6. You have provided many a chill for your readers. Who scares you most?

GM: I am not scared of the dark,  or ghosts,  or spiders.  I have had one or two serious car crashes which were scary at the time,  but only for a few seconds.  I think if anything scares me it’s losing control of my own life.  That’s why I am intensely opposed to CCTV surveillance and government intrusion in my private affairs,  such as income tax.  In 1974,  Wiescka and I drove all over England and Scotland for days and days and nobody knew where we were.  These days,  that would be impossible.  Our faces would have been recorded at every gas station where we stopped to refuel,  and in the lobby of every hotel,  and our car registration would have been noted along every motorway that we travelled.  I have a police detective friend who warned me never to scratch my ass while walking down the street “because you’re being watched.”  I find that frightening.

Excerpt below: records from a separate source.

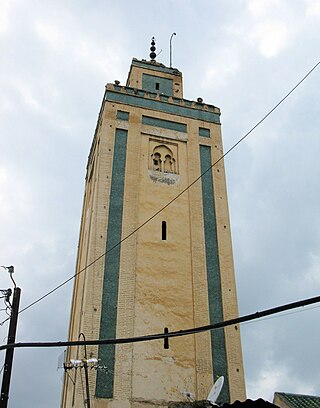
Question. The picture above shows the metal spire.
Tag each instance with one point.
(153, 49)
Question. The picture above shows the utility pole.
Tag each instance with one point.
(85, 365)
(9, 353)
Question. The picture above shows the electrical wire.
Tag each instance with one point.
(175, 198)
(179, 333)
(284, 314)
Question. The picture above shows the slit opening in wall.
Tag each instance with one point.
(164, 231)
(166, 339)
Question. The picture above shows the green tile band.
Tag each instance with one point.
(164, 107)
(166, 124)
(108, 323)
(218, 345)
(123, 115)
(204, 132)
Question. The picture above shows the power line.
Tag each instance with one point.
(159, 336)
(285, 314)
(175, 198)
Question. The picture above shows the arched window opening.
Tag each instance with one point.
(157, 162)
(164, 231)
(168, 164)
(163, 160)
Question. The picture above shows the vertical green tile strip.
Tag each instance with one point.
(218, 345)
(204, 132)
(123, 115)
(108, 324)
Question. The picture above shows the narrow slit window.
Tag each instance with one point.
(164, 231)
(166, 339)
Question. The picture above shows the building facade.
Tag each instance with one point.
(174, 267)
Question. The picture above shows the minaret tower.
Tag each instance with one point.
(174, 273)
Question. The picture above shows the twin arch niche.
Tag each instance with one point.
(163, 160)
(163, 164)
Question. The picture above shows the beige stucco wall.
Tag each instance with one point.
(161, 283)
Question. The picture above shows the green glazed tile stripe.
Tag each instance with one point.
(218, 346)
(160, 106)
(166, 124)
(123, 115)
(204, 132)
(158, 68)
(108, 323)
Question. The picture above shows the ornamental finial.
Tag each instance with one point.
(153, 49)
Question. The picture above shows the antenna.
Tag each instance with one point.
(215, 390)
(171, 48)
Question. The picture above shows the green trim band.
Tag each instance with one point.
(123, 115)
(108, 323)
(165, 124)
(218, 345)
(154, 67)
(167, 107)
(204, 132)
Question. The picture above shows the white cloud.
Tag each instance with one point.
(259, 8)
(49, 33)
(313, 8)
(223, 68)
(270, 37)
(5, 9)
(275, 378)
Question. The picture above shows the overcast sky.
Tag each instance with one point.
(240, 55)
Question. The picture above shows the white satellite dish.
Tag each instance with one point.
(215, 390)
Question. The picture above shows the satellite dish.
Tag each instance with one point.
(215, 390)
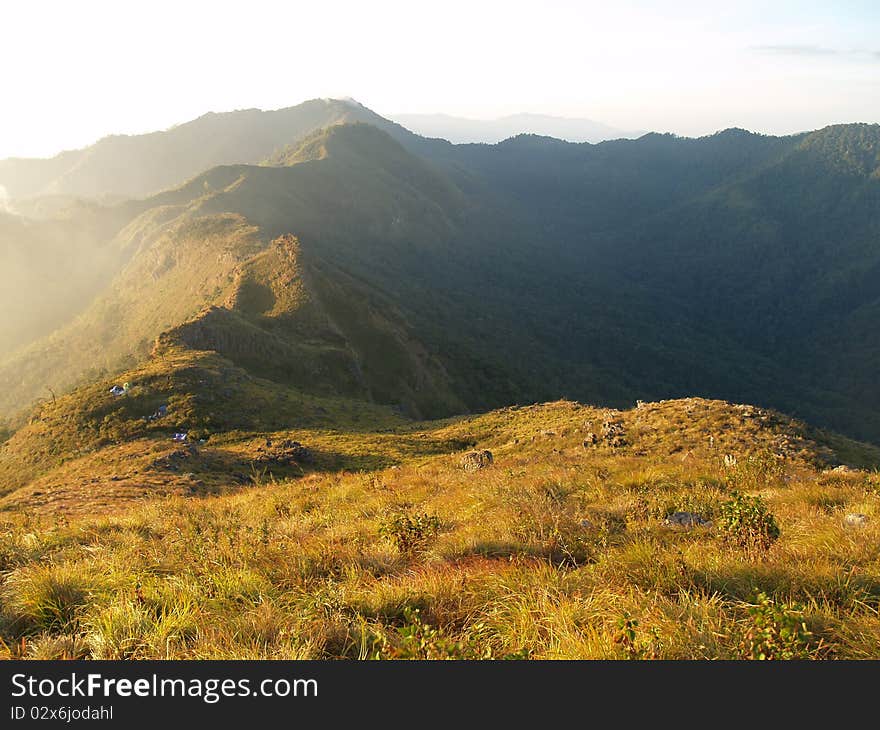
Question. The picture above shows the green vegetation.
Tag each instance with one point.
(741, 266)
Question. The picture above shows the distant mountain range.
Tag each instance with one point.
(326, 249)
(462, 130)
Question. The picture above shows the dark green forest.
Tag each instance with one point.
(735, 266)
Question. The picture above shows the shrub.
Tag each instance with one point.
(411, 534)
(44, 597)
(776, 631)
(748, 523)
(756, 471)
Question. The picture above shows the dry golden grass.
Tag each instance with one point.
(555, 551)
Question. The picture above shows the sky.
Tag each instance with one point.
(73, 72)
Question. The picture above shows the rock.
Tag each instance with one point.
(614, 433)
(285, 453)
(686, 519)
(474, 460)
(843, 470)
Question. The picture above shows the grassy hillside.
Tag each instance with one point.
(381, 546)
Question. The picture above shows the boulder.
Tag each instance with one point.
(474, 460)
(284, 453)
(686, 519)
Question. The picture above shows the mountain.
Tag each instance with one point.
(446, 278)
(133, 166)
(241, 411)
(461, 130)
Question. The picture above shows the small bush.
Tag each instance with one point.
(44, 597)
(755, 471)
(776, 631)
(411, 534)
(748, 523)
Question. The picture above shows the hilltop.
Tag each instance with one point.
(735, 266)
(356, 534)
(135, 166)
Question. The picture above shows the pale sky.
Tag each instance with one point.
(73, 72)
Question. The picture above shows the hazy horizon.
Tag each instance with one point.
(692, 69)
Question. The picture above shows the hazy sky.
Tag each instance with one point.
(73, 72)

7. Which of your own books are you most proud of, and why?

GM: I always find it satisfying if a book becomes “real” to my readers -- such as Trauma,  and Unspeakable,  and the Jim Rook and Sissy Sawyer novels.  But a lifetime of writing is a continuous experience,  and each book is part of a large construction,  like bricks in a house,  and the eventual pride in what you have achieved or the disappointment in what you have failed to achieve only comes at the end.

8. What are the five greatest pleasures in life?

GM: You haven’t found out yet?  Not necessarily in this order,  they are sex,  lobster,  reading stories to your children,  laughing and winning the lottery twice in one week.

9. What news of upcoming projects can you share with us?

GM: A seventh Jim Rook novel Demon’s Door is almost finished.  A new Night Warriors novel The Ninth Nightmare has had its keel laid down.  Our monster hunter Nathan Underhill will be chasing gargoyles and Sissy Sawyer will be reading the DeVane cards again.  And of course I am continuously banging away at various Hollywood producers to get movies and TV made.

10. What are your five favorite music albums?


GM: I once did a “Desert Island Discs”-type programme for a BBC radio station,  and I found it almost impossible to make a selection of my favorite albums,  because the music I like depends on so many things…my mood,  the weather,  the place I’m in.  When I lived in Ireland I liked fiddly-diddly music.  When I was in San Francisco I liked flowery-hippy music.  Today I happen to like Days Like These by Van Morrison,  but I’m already starting to find the arrangement a bit too clean and abrupt,  and I won’t play it again tomorrow,  or the day after,  or possibly for months,  if not years.  Musicians are the same as writers.  They’re like laborers,  and we all know what laborers are doing.